Omitting the qualification “at present” from Darwin’s regrets is not unique to The Catholic Church and Modern Science, it proves. George William Herbert’s Notes of Catechisings (1884), under the head “Living Matter out of dead matter,” continues, “Is a result absolutely inconceivable,” crediting the sentiment to “Mr. Darwin.” Similarly, Miles Grant’s Positive Theology (third edition, 1895), claims, “Mr.
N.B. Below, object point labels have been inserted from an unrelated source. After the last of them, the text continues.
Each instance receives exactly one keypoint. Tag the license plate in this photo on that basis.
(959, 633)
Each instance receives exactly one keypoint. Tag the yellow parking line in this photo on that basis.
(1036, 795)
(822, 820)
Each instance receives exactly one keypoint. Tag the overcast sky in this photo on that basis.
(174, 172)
Darwin says it [spontaneous generation] is ‘absolutely inconceivable.’” I don’t see any particular reason to surmise that there was any influence here—after all, Zahm was a Catholic priest in Indiana, while Herbert was a Church of England vicar in London and Grant was a traveling Adventist preacher wandering throughout North America.
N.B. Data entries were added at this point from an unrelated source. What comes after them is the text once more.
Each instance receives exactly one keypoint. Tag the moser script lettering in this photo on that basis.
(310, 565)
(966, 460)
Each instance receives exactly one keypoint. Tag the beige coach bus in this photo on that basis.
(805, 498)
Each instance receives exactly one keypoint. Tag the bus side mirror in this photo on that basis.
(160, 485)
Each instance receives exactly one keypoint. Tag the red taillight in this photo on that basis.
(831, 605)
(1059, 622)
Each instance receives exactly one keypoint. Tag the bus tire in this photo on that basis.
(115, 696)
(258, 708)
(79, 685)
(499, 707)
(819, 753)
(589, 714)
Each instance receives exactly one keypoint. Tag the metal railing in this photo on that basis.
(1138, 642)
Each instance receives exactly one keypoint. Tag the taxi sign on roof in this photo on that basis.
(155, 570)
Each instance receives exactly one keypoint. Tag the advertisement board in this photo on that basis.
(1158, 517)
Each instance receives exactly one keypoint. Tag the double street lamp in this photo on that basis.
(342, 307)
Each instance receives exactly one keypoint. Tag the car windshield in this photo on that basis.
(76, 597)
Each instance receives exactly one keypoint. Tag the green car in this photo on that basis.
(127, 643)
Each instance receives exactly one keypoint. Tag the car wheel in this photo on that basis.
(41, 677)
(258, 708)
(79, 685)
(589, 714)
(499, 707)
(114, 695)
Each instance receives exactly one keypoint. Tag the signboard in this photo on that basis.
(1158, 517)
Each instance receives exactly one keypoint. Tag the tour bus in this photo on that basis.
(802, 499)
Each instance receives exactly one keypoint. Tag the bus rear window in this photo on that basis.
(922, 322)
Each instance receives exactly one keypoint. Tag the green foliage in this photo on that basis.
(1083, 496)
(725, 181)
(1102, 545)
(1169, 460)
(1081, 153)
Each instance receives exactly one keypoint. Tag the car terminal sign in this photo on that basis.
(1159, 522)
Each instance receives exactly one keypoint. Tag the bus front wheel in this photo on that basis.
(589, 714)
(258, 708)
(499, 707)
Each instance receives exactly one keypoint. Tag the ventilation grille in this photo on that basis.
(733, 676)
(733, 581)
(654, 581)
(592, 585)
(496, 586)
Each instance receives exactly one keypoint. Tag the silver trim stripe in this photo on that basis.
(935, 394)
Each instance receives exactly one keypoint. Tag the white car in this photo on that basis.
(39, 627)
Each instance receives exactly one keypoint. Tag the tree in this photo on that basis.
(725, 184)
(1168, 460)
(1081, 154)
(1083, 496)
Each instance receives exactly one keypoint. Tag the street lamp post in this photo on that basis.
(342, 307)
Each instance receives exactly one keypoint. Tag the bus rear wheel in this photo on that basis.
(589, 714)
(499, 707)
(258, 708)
Distorted quotations are so persistent in the antievolutionary literature that it is something of a relief to be able to report that Zahm, if never acknowledging his distortion, at least didn’t repeat it in Evolution and Dogma (1896), the book on which his fame largely rests. In a section on abiogenesis, he writes, “Even those whose theories imply, if they do not demand, the spontaneous origination of living from non-living matter, are forced to admit that there is, as yet, no warranty whatever for believing that abiogenesis obtains now, or ever has obtained, at any time in the past history of our globe”—note the “as yet”! Darwin is quoted, but only as saying, “I should like … to see archebiosis proved true, for it would be a discovery of transcendent importance.”
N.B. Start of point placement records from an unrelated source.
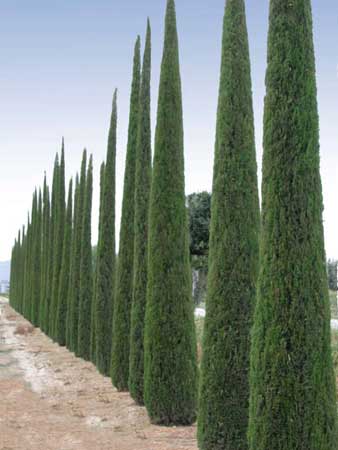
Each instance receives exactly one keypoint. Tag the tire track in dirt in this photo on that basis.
(51, 400)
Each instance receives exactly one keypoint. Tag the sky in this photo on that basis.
(60, 62)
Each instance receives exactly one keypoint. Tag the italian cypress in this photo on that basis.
(142, 192)
(60, 211)
(76, 268)
(86, 271)
(52, 231)
(36, 280)
(105, 282)
(32, 255)
(124, 280)
(293, 394)
(93, 314)
(69, 325)
(44, 256)
(61, 315)
(170, 380)
(233, 250)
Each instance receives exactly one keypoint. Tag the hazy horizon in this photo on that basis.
(62, 61)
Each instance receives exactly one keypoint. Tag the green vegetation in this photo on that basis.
(142, 193)
(75, 287)
(170, 380)
(293, 393)
(224, 386)
(124, 280)
(60, 325)
(86, 270)
(105, 278)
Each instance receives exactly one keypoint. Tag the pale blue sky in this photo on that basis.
(62, 59)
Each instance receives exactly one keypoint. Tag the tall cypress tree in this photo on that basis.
(293, 395)
(44, 256)
(142, 192)
(36, 261)
(61, 315)
(233, 250)
(124, 281)
(32, 255)
(60, 212)
(86, 271)
(93, 314)
(105, 283)
(70, 311)
(76, 269)
(27, 275)
(170, 381)
(52, 232)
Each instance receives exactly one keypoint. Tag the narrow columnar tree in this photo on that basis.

“Archebiosis,” you ask? It was Henry Charlton Bastian’s term, in his The Beginnings of Life (1872), for abiogenesis. (Not to be confused with Haeckel’s “archigony” or indeed with Marquis’s “archyandmehitabel.”) You might also be wondering if Zahm played fast and loose with the later quotation from Darwin. Not really, or at any rate not tendentiously. It’s taken from Darwin’s August 28, 1872, letter to Wallace, in which he relates his mixed impressions of Bastian’s book. The sentence Zahm quotes is close to accurate (he omitted “to live” after “like,” and lowercased Darwin’s “Archebiosis”) but incomplete: it continued, after a semicolon, “or, if false, I should like to see it disproved, and the facts otherwise explained; but I shall not live to see all this.”
While The Catholic Church and Modern Science is generally skeptical about evolution—which it describes as “so far, … at best, a conjecture, a theory, not only unproven, but a theory that, as it is now taught, would seem to be unprovable”—I should acknowledge that Evolution and Dogma is generally friendly to, if not uncritical of, evolution. “[W]hen viewed in the light of Christian philosophy and theology,” Zahm orates, “there is much in Evolution to admire, much that is ennobling and inspiring, … much that throws new light on the mysteries of creation, much that unifies and coordinates what were otherwise disconnected and disparate, … much, in fine, that makes the whole circle of the sciences tend, as never before, ad majorem Dei gloriam.”